Une semaine après la décrue, le nettoyage continue dans le Marmandais
Bientôt une semaine après la décrue de la Garonne, les habitants des villages du Marmandais, comme Jusix situé entre Marmande et La Réole, poursuivent inlassablement le nettoyage de leurs intérieurs dévastés par les inondations. Anaëlle montre les traces encore visibles sur les murs, révélant le niveau impressionnant atteint par les eaux. Pour beaucoup, le retour à la normale s'annonce long et laborieux.
Le limon, une odeur persistante et désagréable
« Ça pue ! » s'exclame Carine Caussieu, résumant le sentiment général. Le limon, habituellement vénéré par les agriculteurs locaux pour sa fertilité, a laissé un souvenir olfactif particulièrement désagréable dans les narines des sinistrés. Palmyre, la doyenne du village, se souvient parfaitement de son retour au domicile il y a dix jours, après avoir passé quatre nuits à l'extérieur.
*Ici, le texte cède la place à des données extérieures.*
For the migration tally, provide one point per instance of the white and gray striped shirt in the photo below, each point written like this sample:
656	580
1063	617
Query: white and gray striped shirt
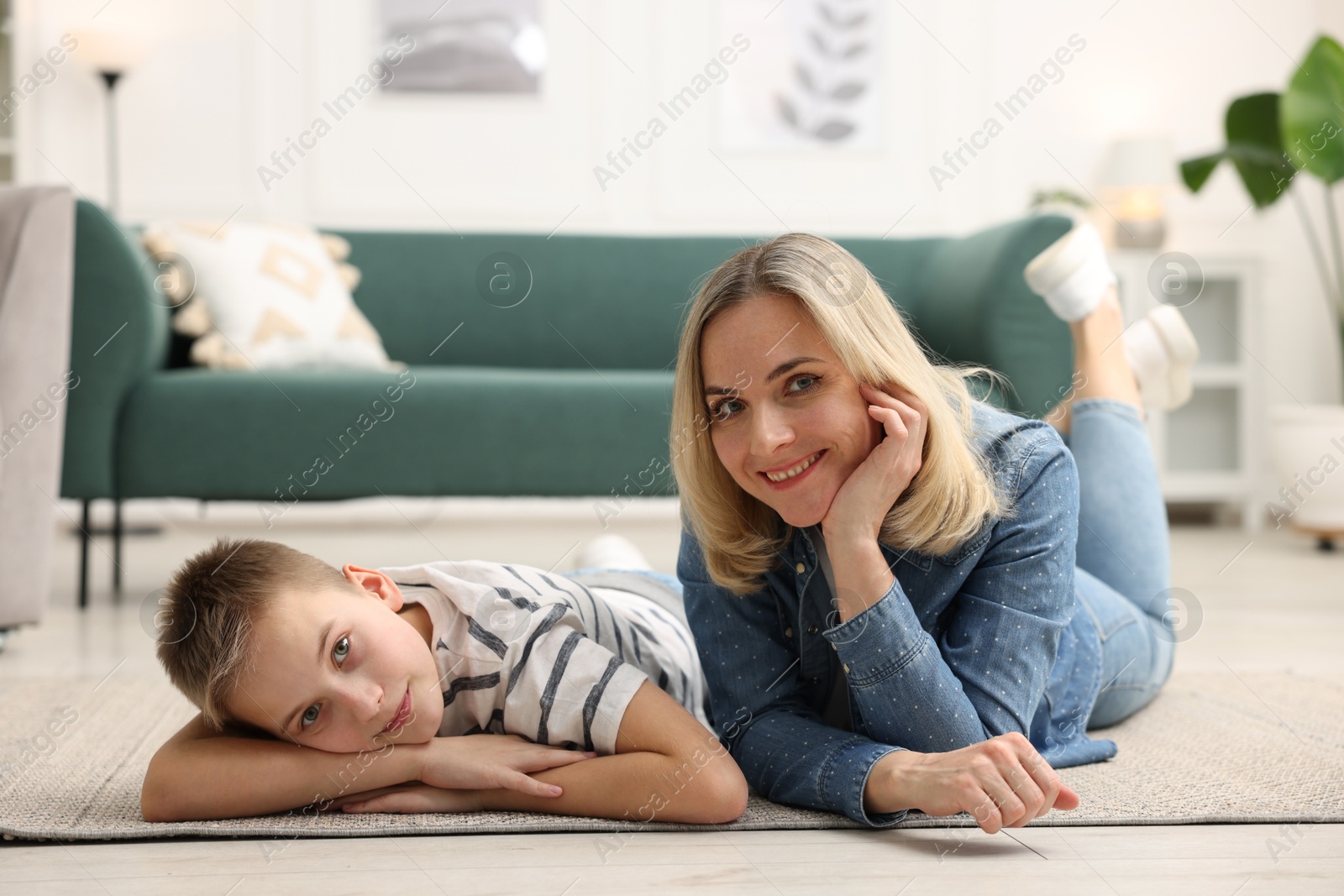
531	653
Comme elle, de nombreux habitants sont revenus chez eux en bateau avant que les routes ne redeviennent accessibles aux voitures.
Des dégâts matériels considérables
Tatiana et Florian Bolzan, avec leurs enfants, habitant route du bourg, ont également regagné leur maison en barque pour ne pas perdre de temps, deux jours après Palmyre. Des traces de boue persistent dans la chambre de Tatiana, témoignant de l'ampleur de l'inondation. « Les portes en bois étaient bloquées. On a peiné à les ouvrir et c'est là que nous avons découvert des tas de gadoue, partout. Avec une odeur horrible de vase mélangée à la viande qui a moisi dans les congélateurs, faute d'électricité », décrit la mère de famille, visiblement dépitée.
Les murs sont maculés de taches révélant la hauteur de la crue. Par crainte des assurances, Tatiana a pris des dizaines de photos pour se couvrir. Après avoir avancé les frais pour plusieurs nuits dans un gîte, elle attend désormais le passage de l'expert prévu début mars. Dans le salon, tout avait été surélevé, mais le canapé est maintenant moisi. Les appareils électroménagers comme le congélateur et la machine à laver, considérés comme « fichus », sont stockés dans la grange.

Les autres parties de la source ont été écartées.